For worker advocates, one major win for foodservice employees in B.C. was the government’s decision to close the gap between the lower liquor-server wage and the provincial minimum wage. The liquor-server wage ($10.10 per hour in 2017 and $12.70 in 2019) will see incremental increases every year until it catches up to the minimum wage in June 2021 — set to be $15.20.

Since 82 per cent of liquor servers in B.C. are female, Retail Action Network has called the liquor-server wage “legislated pay inequity.” Nadal says the wage forces servers to depend on tips from customers, which shifts the power dynamic. “Your customer is, in a sense, your employer,” he says. “Workers may be pressured to put up with sexualized violence or harassment by the customers… It’s harder to challenge unsafe working conditions because it affects the income they make.”

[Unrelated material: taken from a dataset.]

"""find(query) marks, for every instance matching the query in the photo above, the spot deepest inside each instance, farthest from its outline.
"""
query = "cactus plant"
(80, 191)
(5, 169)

In the industry as a whole, the gender pay gap is alive and well. Mark Holmes, a professor in the School of Hospitality, Food and Tourism Management at the University of Guelph, cites Statistics Canada data showing men working in foodservice make an average hourly wage of $15.86 and women make $14.01, meaning women only make 88 cents for every dollar earned by a man.

Holmes says there are a number of steps organizations can take to shift towards equality, including providing mentoring and training opportunities, creating a succession plan that creates parity in gender representation and measuring. “The only way to know if a wage gap exists is to measure representation at all levels,” says Holmes.